La clôture de la procédure a été prononcée selon ordonnance du 22 octobre 2024.
1 – Sur les demandes liées à l’exécution du contrat de travail :
Sur les heures supplémentaires, les repos compensateurs et le travail dissimulé :
Aux termes de l’article L 3171-4, en cas de litige relatif à l’existence ou au nombre d’heures de travail effectuées, l’employeur doit fournir au juge les éléments de nature à justifier les horaires effectivement réalisés par le salarié ; le juge forme sa conviction au vu de ces éléments et de ceux fournis par le salarié à l’appui de sa demande, après avoir ordonné, en cas de besoin, toutes les mesures d’instruction qu’il estime utiles.
Il appartient au salarié de présenter, à l’appui de sa demande, des éléments suffisamment précis quant aux heures non rémunérées qu’il prétend avoir accomplies afin de permettre à l’employeur, qui assure le contrôle des heures de travail effectuées, d’y répondre utilement en produisant ses propres éléments.

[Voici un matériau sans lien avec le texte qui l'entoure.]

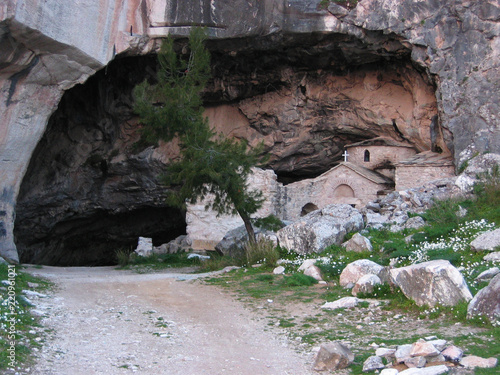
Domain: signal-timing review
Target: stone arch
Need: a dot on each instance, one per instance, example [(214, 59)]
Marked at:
[(344, 191), (309, 207)]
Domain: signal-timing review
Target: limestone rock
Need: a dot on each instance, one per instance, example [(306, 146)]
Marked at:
[(358, 243), (417, 362), (314, 272), (493, 257), (433, 370), (385, 352), (488, 274), (472, 361), (403, 353), (343, 303), (175, 246), (431, 283), (424, 349), (487, 301), (389, 371), (487, 241), (144, 247), (333, 356), (357, 269), (320, 229), (373, 363), (280, 270), (366, 284), (453, 353)]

Aux termes de l’article L 3121-30, en sa version applicable lors de la relation de travail, des heures supplémentaires peuvent être accomplies dans la limite d’un contingent annuel défini par une convention ou un accord collectif d’entreprise ou d’établissement ou à défaut de branche ; cette convention ou cet accord fixe l’ensemble des conditions d’accomplissement d’heures supplémentaires au-delà du contingent et les caractéristiques et conditions de prise de la contrepartie obligatoire en repos compensateur.
L’article D 3121-24 fixe le contingent annuel d’heures supplémentaires à 220 heures par salarié.
L’article 18 IV de la loi du 20 août 2008 prévoit une contrepartie obligatoire due pour toute heure supplémentaire accomplie au-delà du contingent égale à 100 % pour les entreprises de 20 salariés et plus.
En vertu de l’article L 8221-5 du code du travail, est réputé travail dissimulé par dissimulation d’emploi salarié le fait pour tout employeur de se soustraire intentionnellement à l’accomplissement des formalités de déclaration préalable à l’embauche, ou de délivrance des bulletins de paie, ou de mentionner sur les bulletins de paie un nombre d’heures de travail inférieur à celui réellement accompli, ou de se soustraire intentionnellement aux déclarations de salaires et cotisations sociales auprès des organismes de recouvrement des cotisations sociales.
En application de l’article L 8223-1, en cas de rupture de la relation de travail, le salarié auquel l’employeur a eu recours en commettant les faits prévus à l’article L 8221-5 a droit à une indemnité forfaitaire égale à 6 mois de salaire.
Mme [R] réclame le paiement de 436,5 heures supplémentaires effectuées entre la semaine 25 de 2020 (semaine du 15 juin) et la semaine 41 de 2021 (semaine du 11 octobre).
Dans ses conclusions, elle soutient qu’elle travaillait habituellement 44 heures par semaine, du lundi au jeudi de 7h30 à 12h30 et de 13h30 à 17h30, et le vendredi de 7h30 à 12h30 et de 13h30 à 16h30, et qu’en sus elle assurait souvent des rendez-vous clients et fournisseurs et faisait des livraisons sur les chantiers, tôt le matin ou tard le soir.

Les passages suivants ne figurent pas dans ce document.